CEDA provides very high performance caching, replication and synchronisation. This leads to a significant simplication of applications/services, and significant increases in performance.

For this reason, when using CEDA, application developers don't need to be concerned with network latency, or the poor performance that arises with "chatty" messaging.

Antipattern: service statelessness principle

See the wikipedia article on the Service statelessness principle [].

Service statelessness is a design principle that is applied within the service-orientation design paradigm, in order to design scalable services by separating them from their state data whenever possible.

It's not clear what this even means. The whole point of services is to implement business processes, and processes must be stateful.

If it means avoiding cached data, then it's a anti-pattern.

Using cached data to amortise network or disk I/O is one of the most important principles for achieving high performance processing.

Service Oriented Architectures : chatty messaging

Consider the blog post Service-Oriented Composition (with video) (2014) by Udi Dahan.

He outlines approaches for achieving loosely-coupled composition of services, without excessive client to server chit-chat, making use of the following picture:

service-oriented-composition

Note there are only two application defined over-the-wire messages (shown in green). So what's the problem here?
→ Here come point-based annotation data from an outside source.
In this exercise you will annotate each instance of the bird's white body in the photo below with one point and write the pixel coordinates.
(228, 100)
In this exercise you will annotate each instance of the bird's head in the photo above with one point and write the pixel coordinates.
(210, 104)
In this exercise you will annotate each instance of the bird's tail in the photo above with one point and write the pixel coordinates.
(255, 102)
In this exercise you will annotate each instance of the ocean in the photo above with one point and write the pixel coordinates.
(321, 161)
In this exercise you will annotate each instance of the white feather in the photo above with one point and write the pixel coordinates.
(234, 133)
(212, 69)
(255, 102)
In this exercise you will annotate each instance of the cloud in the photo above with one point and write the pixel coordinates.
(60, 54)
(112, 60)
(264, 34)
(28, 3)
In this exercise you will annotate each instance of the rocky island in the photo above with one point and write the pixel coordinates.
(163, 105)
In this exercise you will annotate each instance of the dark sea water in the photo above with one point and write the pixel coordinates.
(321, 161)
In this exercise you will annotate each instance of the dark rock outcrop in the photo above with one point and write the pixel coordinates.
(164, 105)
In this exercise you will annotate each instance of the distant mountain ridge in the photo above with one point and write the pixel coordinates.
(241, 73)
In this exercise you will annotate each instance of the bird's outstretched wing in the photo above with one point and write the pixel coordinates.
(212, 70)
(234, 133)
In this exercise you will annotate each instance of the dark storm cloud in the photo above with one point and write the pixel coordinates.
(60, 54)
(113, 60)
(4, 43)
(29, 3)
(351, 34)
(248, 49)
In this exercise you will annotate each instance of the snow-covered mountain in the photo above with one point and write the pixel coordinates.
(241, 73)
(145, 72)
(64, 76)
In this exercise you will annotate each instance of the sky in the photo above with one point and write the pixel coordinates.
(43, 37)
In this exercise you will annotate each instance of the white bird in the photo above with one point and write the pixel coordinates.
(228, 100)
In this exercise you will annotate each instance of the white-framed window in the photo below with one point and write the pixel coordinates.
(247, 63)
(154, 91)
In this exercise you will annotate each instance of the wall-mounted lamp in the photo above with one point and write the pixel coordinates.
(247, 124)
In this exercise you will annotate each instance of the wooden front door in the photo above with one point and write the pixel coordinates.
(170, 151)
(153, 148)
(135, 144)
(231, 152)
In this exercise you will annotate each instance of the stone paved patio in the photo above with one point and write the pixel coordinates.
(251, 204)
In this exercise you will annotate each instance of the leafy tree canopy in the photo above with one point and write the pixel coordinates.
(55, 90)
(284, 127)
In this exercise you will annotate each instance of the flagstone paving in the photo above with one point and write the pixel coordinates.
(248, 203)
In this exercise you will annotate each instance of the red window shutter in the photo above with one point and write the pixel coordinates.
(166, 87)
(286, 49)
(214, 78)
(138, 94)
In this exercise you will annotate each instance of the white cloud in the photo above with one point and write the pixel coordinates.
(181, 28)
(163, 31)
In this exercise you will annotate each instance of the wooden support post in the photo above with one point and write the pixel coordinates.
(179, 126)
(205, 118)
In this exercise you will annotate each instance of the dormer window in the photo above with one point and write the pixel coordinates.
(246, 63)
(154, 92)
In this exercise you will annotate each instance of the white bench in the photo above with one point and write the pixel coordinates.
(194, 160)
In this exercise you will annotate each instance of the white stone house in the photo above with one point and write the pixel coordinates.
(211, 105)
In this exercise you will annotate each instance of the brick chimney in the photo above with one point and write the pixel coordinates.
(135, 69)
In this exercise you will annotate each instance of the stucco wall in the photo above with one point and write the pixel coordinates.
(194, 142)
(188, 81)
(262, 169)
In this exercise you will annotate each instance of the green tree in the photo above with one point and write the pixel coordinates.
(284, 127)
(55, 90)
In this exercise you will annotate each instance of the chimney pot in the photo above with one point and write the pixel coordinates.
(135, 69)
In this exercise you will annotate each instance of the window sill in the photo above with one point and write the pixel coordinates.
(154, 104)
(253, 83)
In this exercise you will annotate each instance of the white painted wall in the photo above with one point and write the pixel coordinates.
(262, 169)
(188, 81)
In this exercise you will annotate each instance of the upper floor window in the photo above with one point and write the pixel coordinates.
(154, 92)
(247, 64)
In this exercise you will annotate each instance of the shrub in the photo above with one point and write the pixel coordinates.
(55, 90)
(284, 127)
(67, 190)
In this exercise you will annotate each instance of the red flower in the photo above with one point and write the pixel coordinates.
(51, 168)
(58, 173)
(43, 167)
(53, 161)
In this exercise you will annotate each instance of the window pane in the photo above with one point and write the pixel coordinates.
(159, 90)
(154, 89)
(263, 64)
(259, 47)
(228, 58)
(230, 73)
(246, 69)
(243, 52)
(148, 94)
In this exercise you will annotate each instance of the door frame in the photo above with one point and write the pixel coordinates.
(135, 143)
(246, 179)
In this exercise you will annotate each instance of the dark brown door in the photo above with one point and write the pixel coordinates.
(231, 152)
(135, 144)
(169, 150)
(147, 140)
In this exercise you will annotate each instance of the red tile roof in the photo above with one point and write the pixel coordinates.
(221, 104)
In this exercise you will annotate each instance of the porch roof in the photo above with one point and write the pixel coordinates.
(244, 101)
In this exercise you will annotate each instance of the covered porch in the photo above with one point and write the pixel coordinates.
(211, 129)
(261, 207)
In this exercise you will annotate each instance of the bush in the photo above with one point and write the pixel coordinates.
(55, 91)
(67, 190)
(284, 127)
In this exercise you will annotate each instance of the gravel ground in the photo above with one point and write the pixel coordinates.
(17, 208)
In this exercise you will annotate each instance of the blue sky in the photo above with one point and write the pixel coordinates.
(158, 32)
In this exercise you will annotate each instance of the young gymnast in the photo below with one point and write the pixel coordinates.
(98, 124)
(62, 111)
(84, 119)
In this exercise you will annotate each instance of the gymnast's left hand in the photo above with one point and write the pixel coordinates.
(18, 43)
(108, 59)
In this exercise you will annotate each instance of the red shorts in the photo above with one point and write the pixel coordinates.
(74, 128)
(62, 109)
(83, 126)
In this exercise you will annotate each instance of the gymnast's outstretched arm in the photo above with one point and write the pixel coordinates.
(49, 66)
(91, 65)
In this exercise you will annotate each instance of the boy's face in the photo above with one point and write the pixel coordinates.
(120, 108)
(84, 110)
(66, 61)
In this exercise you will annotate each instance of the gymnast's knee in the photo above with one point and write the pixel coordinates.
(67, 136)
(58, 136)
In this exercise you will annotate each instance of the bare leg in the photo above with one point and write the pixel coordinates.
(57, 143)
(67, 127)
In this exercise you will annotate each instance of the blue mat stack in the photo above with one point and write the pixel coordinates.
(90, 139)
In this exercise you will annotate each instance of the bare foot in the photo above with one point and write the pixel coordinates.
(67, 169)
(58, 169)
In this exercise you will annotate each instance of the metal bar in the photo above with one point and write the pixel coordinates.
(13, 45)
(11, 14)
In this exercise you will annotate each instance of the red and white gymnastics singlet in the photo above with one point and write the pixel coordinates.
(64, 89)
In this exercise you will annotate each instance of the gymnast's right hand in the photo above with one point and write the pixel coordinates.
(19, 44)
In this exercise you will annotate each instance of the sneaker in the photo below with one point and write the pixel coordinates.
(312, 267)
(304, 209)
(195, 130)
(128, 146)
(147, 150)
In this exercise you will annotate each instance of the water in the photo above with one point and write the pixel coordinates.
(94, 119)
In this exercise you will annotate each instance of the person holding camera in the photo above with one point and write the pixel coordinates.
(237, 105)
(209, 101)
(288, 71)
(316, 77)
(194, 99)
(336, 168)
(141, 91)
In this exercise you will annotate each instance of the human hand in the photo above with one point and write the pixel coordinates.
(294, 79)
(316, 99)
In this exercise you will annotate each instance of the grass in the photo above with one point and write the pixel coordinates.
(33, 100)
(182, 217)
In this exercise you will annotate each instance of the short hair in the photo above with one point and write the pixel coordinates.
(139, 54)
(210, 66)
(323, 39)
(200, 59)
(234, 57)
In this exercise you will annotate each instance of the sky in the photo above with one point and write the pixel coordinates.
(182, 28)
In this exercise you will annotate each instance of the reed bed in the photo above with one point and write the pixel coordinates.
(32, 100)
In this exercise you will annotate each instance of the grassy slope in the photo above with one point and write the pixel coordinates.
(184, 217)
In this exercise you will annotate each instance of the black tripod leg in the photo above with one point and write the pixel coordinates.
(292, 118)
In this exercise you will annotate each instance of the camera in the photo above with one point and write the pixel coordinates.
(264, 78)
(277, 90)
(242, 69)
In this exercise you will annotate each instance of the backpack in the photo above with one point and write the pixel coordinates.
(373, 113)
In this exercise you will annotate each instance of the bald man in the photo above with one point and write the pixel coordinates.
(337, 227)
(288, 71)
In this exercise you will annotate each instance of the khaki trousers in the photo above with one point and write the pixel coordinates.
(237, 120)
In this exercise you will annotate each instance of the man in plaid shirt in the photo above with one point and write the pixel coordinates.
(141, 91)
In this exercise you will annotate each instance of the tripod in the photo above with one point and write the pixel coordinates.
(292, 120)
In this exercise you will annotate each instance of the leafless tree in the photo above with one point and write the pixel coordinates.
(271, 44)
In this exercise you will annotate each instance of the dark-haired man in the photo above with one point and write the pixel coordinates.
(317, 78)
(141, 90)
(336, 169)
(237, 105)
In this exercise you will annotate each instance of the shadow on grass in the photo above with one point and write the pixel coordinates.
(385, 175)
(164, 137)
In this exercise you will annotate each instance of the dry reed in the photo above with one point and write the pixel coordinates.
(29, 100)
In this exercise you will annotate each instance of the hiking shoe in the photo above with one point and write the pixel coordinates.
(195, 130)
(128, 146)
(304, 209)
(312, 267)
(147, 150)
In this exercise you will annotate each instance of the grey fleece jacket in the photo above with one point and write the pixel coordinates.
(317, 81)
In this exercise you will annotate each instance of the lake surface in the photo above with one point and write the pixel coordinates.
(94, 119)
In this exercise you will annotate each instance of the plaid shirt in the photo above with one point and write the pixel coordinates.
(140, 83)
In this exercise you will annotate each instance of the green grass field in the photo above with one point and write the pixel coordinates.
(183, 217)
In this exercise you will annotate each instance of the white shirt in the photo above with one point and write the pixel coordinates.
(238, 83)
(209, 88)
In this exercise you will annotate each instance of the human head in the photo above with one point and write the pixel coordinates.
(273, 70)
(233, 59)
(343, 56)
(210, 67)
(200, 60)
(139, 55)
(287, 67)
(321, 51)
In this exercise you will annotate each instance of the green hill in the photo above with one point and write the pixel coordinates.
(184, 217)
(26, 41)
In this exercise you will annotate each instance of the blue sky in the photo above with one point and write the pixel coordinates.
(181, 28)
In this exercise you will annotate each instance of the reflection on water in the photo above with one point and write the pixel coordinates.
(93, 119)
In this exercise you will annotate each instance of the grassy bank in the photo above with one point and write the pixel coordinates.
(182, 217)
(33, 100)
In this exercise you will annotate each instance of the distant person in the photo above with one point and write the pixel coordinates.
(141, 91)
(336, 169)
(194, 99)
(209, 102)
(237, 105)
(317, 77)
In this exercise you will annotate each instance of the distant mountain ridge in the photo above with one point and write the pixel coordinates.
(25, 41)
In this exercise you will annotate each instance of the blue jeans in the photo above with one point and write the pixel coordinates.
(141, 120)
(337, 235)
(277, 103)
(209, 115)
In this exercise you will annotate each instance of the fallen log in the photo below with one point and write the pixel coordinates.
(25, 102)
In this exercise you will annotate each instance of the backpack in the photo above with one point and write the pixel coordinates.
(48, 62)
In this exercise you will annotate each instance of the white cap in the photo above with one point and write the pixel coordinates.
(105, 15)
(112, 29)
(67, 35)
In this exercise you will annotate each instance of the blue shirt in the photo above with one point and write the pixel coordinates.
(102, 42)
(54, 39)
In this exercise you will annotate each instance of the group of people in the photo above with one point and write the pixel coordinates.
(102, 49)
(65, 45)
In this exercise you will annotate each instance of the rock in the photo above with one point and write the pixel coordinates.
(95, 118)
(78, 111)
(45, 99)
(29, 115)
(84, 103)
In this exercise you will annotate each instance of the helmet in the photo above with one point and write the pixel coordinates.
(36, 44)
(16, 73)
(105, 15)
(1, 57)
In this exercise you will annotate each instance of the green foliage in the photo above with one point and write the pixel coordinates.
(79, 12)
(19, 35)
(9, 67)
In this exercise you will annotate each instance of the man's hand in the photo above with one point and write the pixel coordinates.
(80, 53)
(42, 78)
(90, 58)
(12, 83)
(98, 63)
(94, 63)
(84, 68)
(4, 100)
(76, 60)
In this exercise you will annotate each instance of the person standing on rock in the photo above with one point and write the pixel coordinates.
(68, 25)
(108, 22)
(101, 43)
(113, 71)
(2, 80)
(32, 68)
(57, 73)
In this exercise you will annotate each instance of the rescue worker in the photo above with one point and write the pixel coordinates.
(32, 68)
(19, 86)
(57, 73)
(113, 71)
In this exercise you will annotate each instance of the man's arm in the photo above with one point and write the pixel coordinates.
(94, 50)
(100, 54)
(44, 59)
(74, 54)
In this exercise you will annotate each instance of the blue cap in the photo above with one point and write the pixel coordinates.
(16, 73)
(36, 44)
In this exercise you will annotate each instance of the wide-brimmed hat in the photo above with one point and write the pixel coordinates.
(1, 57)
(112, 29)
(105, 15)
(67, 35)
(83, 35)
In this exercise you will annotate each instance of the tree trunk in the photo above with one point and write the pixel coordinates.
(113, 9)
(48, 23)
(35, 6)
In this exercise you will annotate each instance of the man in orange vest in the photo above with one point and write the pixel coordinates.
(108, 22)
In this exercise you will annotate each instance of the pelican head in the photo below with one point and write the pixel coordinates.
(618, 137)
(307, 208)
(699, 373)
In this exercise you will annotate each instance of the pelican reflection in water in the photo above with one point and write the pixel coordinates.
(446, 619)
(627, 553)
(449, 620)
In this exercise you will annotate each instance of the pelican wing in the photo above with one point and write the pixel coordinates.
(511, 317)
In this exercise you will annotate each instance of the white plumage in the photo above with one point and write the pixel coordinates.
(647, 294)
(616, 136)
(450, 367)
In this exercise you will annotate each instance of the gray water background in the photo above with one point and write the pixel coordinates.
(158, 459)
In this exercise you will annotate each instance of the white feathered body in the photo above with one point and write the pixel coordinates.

It's better to build a system with an emphasis on data, not messaging.

In CEDA there is no need for application level messaging. Instead there are just applications/services which read/write their local databases. They all have data caching. In this case the component from service A on the client raises the event by updating its local database. This operation propagates to the server. Components B and C "handle" the event by writing to their local database. These changes propagate to the client (which for example might show something changed in a UI). This also only involves two "hops".